Analysts say that to compete with IBM, Compaq, and HP, Sun must add not only software but also services revenue.

"The overall goal," said Zona's Martin Marshall, "is moving toward a model where instead of 10 percent of the business, software and services represent 30 percent of their business."

"This means a lot of billions of dollars to Sun if it can remake the corporate revenue model into 30 percent services and software," Marshall added. He sees the Netscape e-commerce software as key to that strategy.

"Sun is putting together an end-to-end capability to deliver e-commerce to companies," he added. "They have to put all the pieces together."

Alex Mou, who follows Sun for brokerage BancBoston Robertson Stephens, notes that software is far more profitable than hardware.

"All of Sun's acquisitions are software acquisitions, not hardware," Mou said. Last year, for example, Sun bought NetDynamics for its application server and Beduin for a Java-based browser for cellular phones. In July 1997, it bought network appliance software firm Diba.

Java has been the sexiest software for Sun to date, but analysts say it's still not making money. Emphasis on Java has clearly distracted Sun's other software efforts.

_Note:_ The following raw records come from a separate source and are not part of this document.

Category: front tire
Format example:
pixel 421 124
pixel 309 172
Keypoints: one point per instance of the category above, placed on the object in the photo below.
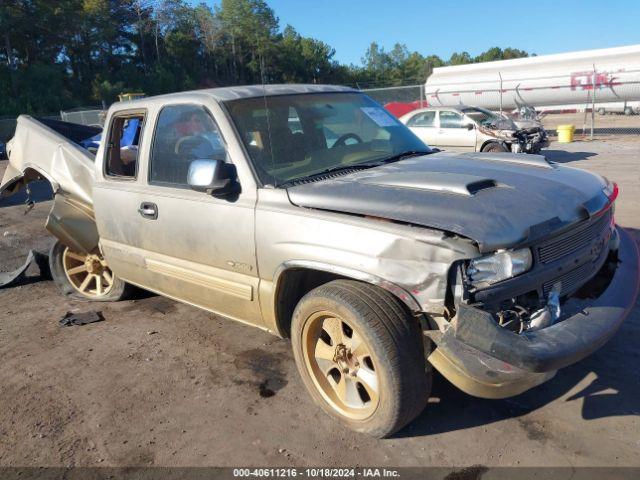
pixel 84 276
pixel 361 356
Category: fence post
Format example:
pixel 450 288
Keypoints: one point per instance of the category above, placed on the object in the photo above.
pixel 593 101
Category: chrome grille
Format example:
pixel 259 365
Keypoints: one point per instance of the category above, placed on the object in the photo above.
pixel 574 241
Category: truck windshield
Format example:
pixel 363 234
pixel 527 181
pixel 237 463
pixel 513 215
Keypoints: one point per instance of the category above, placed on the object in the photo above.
pixel 291 137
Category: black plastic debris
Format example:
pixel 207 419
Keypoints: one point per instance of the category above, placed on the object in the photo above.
pixel 16 277
pixel 70 319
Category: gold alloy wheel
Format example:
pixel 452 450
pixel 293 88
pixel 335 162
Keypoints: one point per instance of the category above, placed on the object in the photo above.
pixel 341 365
pixel 88 274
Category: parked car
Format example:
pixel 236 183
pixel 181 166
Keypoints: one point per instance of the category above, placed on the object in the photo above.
pixel 311 212
pixel 473 129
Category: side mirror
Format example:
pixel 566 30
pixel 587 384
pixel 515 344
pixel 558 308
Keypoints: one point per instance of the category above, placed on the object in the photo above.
pixel 214 177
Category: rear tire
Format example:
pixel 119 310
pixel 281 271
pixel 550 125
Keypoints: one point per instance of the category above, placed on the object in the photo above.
pixel 361 356
pixel 494 147
pixel 85 277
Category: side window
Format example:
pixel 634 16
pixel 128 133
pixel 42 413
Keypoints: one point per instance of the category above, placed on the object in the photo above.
pixel 450 119
pixel 183 133
pixel 424 119
pixel 122 147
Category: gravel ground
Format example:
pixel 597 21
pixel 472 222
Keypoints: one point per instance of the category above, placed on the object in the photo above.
pixel 161 383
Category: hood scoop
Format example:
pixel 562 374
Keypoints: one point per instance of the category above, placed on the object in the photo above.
pixel 458 184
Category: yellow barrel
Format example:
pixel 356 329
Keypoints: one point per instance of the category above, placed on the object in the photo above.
pixel 565 133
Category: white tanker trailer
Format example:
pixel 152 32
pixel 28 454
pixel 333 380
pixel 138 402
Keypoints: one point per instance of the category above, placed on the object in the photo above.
pixel 560 79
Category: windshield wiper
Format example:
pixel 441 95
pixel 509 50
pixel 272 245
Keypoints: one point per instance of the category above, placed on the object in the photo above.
pixel 401 156
pixel 358 166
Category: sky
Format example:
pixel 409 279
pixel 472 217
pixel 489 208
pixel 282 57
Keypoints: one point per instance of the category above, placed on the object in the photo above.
pixel 444 27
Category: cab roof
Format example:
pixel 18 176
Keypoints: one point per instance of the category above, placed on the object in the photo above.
pixel 249 91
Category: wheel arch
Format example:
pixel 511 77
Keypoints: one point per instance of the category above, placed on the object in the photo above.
pixel 294 279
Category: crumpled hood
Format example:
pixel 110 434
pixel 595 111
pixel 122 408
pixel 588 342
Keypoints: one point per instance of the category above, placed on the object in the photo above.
pixel 497 200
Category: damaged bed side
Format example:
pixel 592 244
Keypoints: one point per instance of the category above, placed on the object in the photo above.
pixel 50 150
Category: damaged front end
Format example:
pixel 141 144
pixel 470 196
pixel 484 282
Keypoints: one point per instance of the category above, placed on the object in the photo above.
pixel 507 336
pixel 45 150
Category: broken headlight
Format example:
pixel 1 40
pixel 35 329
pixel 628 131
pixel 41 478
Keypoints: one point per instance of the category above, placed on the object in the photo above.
pixel 494 268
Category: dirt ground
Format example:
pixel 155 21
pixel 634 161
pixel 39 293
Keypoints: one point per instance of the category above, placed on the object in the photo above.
pixel 583 121
pixel 161 383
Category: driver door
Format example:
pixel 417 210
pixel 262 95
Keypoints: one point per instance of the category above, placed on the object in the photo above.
pixel 185 244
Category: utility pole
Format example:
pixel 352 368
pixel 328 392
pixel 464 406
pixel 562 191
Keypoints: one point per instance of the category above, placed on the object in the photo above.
pixel 500 75
pixel 593 100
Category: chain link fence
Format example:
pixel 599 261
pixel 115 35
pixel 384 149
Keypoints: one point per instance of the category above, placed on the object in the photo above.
pixel 595 101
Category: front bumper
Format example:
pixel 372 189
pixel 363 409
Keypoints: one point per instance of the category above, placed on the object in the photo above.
pixel 486 360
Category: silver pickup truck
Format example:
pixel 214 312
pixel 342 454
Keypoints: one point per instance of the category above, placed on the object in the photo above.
pixel 312 213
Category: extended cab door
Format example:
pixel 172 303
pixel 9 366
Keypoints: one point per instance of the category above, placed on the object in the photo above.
pixel 159 234
pixel 423 124
pixel 453 132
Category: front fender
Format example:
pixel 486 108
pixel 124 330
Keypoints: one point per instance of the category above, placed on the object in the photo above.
pixel 402 294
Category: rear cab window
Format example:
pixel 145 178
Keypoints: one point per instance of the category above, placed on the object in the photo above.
pixel 123 142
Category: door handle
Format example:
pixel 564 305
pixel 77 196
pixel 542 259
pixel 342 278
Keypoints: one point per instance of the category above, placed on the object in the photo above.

Details of the joint alliance with AOL for enterprise software are due to be outlined next week at a New York news conference, and this week Sun is trying to hone its strategy as to what it does with the redundant application server and email server software.

Scott Smith, an e-commerce analyst with Creative Analysis, thinks AOL and Sun need to clarify their strategy quickly, telling clients that the uncertainties "leave" the Netscape commerce line of applications hanging in a precarious state."

He added: "Small missteps or eager overreaching in an effort to build a larger could seriously endanger the future of the Netscape commerce applications line."

Chuck Shih, a former Netscape enterprise software employee and now an analyst with Gartner Group, predicts the outcome:

"Because Sun is running the show, we'll see Sun infrastructure and Netscape applications," said Shih, who also worries that Sun's hardware sales force may not be suited to sell application software. He figures Sun's app server and directory will prevail while Netscape's applications, especially in e-commerce, will win out.

But on the e-commerce side, Sun now has a real story to tell. It gets rights to sell Netscape's CommerceXpert family that includes procurement software for businesses, merchant software for selling to consumers, and publishing software for companies trying to sell online subscriptions and other information-based products.

"Nobody buys hardware if you don't have software that goes with it," said ABN Amro's Wu. "Software is necessary to sell hardware."